Yesterday we had a new high for number of people in a guagua, 26 in a small guagua, that may be a new record. Today our guagua driver did a little offroading, in the states it would be considered driving on the shoulder, but they don't really have shoulders here, they have grass and a drainage system and there were several times with I thought we were going to either hit a car or spill into the drainage system. At one point I actually closed my eyes because I couldn't watch. One thing that's nice though, is the at the guagua drivers and the copratoras(the guy who collects money) recognize us and will leave the route and drop us off closer to where we pick up the F car. And they also stop traffic at noon to load us on the guagua. They yell out "Licey, Licey, Licey" we give them the head nod and then they wait for us.

An update for you on things seen on the back of motos (motorcycles/dirt bikes) 1)a toilet 2)a flock of turkeys(in a cage thingy) 3)large sack of potatoes.

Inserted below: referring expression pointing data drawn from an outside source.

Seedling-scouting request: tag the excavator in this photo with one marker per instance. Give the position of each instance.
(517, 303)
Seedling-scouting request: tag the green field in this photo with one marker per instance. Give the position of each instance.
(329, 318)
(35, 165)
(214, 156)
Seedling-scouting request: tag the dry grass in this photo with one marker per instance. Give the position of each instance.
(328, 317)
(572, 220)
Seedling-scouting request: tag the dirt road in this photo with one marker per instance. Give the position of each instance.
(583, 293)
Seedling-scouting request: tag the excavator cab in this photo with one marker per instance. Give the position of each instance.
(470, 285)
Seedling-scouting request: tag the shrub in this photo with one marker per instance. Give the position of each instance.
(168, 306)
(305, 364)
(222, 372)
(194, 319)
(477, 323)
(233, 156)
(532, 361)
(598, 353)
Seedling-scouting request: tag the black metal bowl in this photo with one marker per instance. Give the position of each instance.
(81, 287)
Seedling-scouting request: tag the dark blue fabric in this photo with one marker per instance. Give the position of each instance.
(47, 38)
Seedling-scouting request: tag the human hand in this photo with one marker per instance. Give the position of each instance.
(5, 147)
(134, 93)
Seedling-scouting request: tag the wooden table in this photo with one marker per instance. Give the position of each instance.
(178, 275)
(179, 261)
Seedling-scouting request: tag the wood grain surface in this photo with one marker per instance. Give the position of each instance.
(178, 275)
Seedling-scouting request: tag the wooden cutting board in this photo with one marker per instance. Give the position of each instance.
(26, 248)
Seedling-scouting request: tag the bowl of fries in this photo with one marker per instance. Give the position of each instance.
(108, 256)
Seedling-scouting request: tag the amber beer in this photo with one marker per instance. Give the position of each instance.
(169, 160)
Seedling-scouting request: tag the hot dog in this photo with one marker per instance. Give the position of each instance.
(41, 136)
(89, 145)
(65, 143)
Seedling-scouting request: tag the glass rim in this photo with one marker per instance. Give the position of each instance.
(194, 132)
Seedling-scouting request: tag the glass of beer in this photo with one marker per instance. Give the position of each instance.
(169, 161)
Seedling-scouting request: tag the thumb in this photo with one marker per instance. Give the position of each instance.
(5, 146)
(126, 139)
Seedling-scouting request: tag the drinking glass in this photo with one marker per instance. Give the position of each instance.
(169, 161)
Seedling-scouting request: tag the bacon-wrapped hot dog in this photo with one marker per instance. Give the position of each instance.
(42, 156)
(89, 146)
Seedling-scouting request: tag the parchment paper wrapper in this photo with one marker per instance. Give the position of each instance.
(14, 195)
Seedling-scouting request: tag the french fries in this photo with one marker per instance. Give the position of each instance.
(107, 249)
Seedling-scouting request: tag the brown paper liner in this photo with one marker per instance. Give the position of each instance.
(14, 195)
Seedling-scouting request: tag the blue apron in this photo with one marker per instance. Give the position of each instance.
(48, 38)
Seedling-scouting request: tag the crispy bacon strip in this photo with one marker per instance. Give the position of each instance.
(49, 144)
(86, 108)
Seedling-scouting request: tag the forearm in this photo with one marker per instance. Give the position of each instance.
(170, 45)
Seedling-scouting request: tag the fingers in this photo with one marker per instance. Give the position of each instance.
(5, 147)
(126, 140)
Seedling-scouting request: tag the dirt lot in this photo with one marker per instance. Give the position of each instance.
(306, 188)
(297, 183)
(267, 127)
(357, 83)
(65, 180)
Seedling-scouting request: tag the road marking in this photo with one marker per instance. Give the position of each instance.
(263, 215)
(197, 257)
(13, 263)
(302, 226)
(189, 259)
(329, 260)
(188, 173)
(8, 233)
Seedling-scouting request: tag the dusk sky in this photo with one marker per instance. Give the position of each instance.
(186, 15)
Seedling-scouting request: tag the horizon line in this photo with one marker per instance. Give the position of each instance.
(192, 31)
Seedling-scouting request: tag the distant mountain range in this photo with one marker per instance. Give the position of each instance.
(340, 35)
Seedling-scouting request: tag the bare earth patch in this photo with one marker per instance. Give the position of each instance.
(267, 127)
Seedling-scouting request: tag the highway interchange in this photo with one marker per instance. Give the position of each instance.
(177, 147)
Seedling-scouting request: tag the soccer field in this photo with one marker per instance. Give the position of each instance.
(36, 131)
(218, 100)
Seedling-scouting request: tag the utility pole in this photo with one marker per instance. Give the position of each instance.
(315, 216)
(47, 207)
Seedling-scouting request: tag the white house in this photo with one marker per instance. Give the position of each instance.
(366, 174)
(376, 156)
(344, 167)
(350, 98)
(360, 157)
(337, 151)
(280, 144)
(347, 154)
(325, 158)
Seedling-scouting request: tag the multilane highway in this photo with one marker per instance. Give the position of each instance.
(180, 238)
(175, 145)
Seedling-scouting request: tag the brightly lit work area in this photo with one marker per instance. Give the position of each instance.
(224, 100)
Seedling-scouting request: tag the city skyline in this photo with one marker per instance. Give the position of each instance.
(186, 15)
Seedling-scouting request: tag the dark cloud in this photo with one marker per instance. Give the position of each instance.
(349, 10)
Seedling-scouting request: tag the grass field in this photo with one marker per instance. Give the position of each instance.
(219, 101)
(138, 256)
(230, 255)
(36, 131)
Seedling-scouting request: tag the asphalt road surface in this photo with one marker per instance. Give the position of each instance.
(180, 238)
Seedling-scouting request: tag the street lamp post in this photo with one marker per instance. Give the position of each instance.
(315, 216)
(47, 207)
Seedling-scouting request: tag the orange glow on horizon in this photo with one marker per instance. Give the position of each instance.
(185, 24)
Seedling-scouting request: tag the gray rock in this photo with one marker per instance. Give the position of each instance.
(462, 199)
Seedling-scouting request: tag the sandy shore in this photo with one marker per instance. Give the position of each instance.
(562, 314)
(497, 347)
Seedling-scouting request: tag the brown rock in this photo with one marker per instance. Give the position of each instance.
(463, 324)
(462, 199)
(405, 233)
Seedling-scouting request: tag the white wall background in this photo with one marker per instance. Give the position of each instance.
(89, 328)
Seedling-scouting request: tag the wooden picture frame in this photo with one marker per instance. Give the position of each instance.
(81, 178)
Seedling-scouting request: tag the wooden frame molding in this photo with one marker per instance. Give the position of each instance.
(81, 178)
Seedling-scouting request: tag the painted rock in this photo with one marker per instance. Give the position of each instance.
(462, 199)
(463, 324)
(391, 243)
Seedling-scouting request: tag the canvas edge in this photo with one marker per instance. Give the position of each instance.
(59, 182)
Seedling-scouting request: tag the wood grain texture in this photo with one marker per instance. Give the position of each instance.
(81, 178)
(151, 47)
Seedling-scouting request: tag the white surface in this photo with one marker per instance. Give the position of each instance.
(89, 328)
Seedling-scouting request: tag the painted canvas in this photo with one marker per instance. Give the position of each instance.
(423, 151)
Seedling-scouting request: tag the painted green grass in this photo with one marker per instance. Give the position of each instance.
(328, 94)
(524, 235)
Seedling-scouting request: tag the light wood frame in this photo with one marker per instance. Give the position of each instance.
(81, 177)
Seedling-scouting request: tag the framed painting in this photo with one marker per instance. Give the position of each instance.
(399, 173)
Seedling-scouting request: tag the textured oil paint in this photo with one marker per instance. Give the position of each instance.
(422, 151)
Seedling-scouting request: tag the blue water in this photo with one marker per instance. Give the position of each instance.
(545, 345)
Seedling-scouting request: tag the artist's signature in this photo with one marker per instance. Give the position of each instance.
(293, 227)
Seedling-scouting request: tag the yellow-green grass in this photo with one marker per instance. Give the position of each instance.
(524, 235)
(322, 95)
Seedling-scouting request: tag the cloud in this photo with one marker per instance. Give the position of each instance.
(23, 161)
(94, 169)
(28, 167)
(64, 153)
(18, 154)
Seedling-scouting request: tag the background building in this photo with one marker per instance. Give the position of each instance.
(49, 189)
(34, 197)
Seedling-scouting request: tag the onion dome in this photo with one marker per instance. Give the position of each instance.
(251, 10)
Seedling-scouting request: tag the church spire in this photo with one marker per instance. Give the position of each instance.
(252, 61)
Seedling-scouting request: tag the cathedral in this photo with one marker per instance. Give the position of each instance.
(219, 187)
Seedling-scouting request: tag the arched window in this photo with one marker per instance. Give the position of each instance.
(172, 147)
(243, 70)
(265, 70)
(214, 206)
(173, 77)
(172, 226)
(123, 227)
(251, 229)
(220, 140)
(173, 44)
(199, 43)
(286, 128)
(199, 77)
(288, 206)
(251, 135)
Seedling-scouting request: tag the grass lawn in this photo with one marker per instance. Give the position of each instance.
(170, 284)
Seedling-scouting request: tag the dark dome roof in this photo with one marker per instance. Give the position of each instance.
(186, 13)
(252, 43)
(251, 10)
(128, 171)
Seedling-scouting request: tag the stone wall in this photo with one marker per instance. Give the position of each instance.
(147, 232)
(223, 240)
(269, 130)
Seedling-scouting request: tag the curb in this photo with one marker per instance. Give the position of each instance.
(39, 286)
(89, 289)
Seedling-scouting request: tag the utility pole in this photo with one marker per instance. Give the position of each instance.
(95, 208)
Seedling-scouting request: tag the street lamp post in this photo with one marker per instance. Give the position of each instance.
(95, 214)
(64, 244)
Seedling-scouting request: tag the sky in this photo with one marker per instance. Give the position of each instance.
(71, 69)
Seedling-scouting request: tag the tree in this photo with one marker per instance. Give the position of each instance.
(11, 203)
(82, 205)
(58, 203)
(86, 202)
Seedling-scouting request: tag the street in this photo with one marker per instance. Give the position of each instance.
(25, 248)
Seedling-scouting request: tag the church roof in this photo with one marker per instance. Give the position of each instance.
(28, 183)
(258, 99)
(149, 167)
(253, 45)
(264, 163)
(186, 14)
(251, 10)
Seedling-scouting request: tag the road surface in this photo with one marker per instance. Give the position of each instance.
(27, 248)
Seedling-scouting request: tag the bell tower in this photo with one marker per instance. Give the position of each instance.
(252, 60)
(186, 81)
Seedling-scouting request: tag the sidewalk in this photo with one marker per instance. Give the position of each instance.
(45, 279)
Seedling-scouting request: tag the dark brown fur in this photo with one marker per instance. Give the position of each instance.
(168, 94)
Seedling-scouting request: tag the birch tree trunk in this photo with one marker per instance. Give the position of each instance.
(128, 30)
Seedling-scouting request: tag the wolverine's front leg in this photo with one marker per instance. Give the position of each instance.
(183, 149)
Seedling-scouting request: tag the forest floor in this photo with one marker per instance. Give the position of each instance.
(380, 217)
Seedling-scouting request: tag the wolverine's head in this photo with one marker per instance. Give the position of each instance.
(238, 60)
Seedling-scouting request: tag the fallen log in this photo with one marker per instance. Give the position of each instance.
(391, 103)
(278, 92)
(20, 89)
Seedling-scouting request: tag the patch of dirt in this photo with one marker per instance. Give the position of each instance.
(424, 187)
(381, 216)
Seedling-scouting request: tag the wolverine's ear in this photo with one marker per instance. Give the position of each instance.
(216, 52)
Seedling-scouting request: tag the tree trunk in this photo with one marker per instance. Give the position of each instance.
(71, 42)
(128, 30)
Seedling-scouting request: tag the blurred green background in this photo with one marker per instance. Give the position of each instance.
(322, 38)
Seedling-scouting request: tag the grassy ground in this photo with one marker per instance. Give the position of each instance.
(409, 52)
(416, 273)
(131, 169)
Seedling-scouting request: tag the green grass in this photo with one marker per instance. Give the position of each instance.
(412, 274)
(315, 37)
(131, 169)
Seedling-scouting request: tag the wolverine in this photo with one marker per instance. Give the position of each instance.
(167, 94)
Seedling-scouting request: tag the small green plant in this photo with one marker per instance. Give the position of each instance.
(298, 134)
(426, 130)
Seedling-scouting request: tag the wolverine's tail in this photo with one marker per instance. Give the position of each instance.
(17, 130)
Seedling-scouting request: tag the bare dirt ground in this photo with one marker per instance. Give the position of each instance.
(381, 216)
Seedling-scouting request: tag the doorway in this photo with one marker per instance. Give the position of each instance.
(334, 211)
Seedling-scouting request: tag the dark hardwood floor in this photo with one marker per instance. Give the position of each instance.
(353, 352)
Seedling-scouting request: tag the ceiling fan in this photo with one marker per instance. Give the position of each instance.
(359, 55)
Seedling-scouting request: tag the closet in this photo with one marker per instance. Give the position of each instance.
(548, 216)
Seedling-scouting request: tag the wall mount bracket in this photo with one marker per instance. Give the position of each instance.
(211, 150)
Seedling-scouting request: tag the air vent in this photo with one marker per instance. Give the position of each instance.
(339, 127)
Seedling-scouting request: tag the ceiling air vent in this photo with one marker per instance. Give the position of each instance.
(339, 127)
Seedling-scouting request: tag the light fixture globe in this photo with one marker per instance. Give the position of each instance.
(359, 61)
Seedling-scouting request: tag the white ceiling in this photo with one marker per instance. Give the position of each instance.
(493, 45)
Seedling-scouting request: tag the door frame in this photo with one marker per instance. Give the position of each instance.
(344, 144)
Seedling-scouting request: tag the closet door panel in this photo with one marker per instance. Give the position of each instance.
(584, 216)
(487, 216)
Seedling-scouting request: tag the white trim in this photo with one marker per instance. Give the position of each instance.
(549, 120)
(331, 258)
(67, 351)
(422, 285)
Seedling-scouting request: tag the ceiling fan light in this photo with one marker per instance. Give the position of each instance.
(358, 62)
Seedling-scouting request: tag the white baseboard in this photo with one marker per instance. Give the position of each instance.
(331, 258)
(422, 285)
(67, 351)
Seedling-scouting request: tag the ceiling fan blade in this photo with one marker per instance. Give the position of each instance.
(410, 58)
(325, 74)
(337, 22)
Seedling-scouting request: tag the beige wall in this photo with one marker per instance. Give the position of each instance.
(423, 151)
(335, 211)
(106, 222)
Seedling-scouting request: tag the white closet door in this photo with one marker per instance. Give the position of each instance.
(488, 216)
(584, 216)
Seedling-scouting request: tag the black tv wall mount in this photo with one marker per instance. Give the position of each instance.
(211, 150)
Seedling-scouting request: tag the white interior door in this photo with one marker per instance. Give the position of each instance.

Today we went to a house to see a patient and as we were trying to figure out how to help break up his tone, Erin says "Just so you guys know, I think they are training a rooster for cock fighting outside." I didn't I'd ever hear someone say that. I'm really enjoying my clinical sight, we have to do a little more work with documentation and stuff, but it's great to see the different parts of the city. And when we go to a neighborhood and the little kids come out and yell "Americano, Americano." We call it Americans on parade, today I even hummed a little John Philip Sousa as we walked down the road.

Yesterday we actually split up to see some kids and my group was done first so we were waiting outside the clinic and soon drew a crowd of kids. Some of them were doing a little street luge on a homemade luge. I called it a TBI trap (traumatic brain injury, PT school has warped me). Because these kids are riding down a hill on a piece of wood on wheels with trucks, cars, and motos whizzing by them. Anyway we got tired of waiting and being stared at, so I busted out the burbujas (bubbles) and man those kids loved it, even the older kids. It was really fun to play with them and see that something a simple as bubbles could get the whole block excited.

Well I think that's about it for now, I'll try to put some more pictures up tomorrow. Thanks for the comments on the guestbook and emails. Talk to you later.